Do południowych Indii dotarł cyklon Gaja, który przyczynił się do śmierci co najmniej 11 osób. Żywioł zniszczył też wiele budynków. Konieczna była ewakuacja ponad 80 tysięcy mieszkańców zagrożonych regionów.
Cyklon Gaja uderzył w obszary przybrzeżne stanu Tamil Nadu. Przyniósł intensywne opady śniegu i porywisty wiatr, który osiągał prędkość około 90 kilometrów na godzinę - poinformował Narendra Kumar, przedstawiciel Krajowych Sił Reagowania na Katastrofy (NDRF).
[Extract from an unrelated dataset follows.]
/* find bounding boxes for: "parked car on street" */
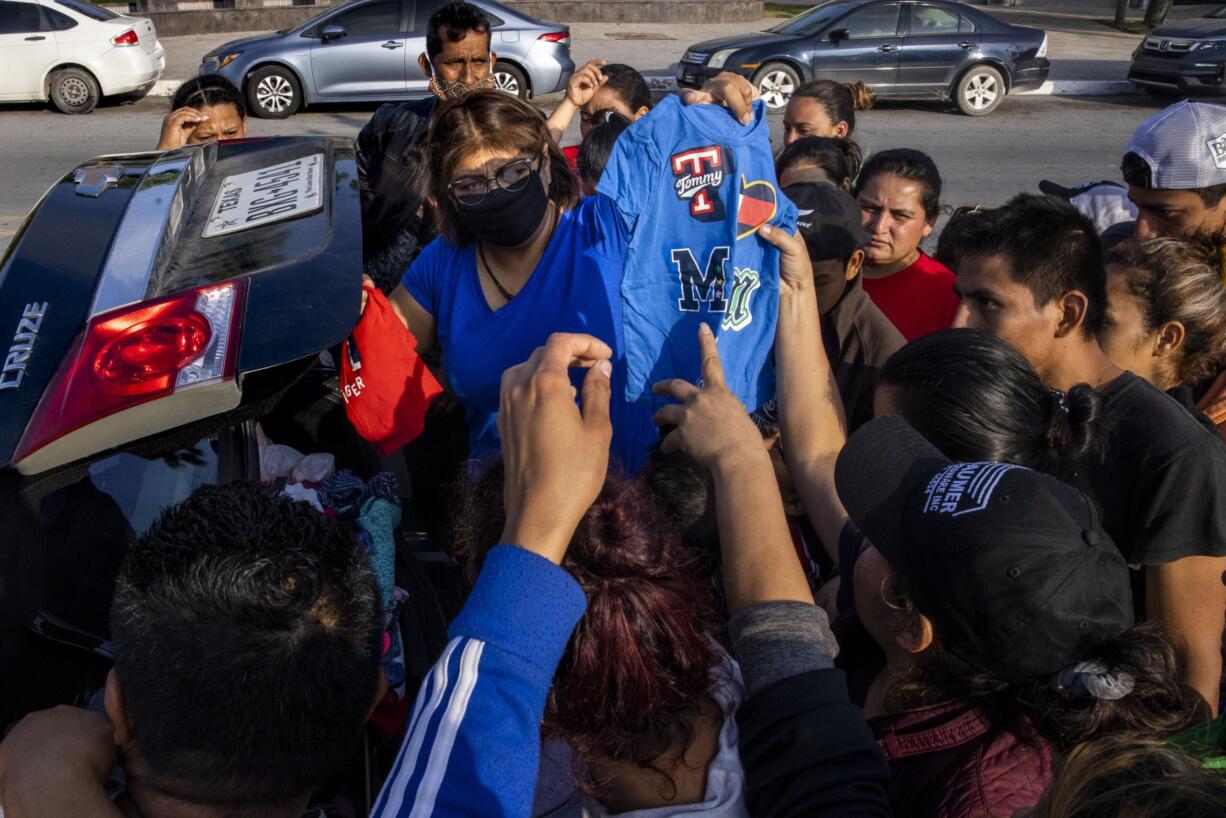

Dyrektor departamentu meteorologii w Chennai przekazał, że cyklon ma przejść regiony Vedaranyam i Nagapattinam z wiatrem dochodzącym do 100-120 kilometrów na godzinę.
Ewakuacje
Ludzie, którzy mieszkają na położonych nisko terenach, zostali przeniesieni do ponad 470 ośrodków pomocy w sześciu dystryktach. Rybacy usłyszeli, że powinni trzymać się z dala od morza.
Wstępne raporty wskazują, że śmierć 11 osób spowodowana była zwalaniem murów i porażeniami prądem - przekazał Umesh urzędnik z NDRF.
Wichura łamała drzewa i zrywała linie energetyczne. Władze zapobiegawczo odłączyły dostawy prądu na obszarach, które są najbardziej zagrożone. Wszystko po to, aby uniknąć porażeń prądem.
Stan Tamil Nadu często jest narażony na cyklony, które rozwijają się w Zatoce Bengalskiej. W 1999 roku jeden z nich zabił ponad 15 tysięcy osób we wschodniej Orisie.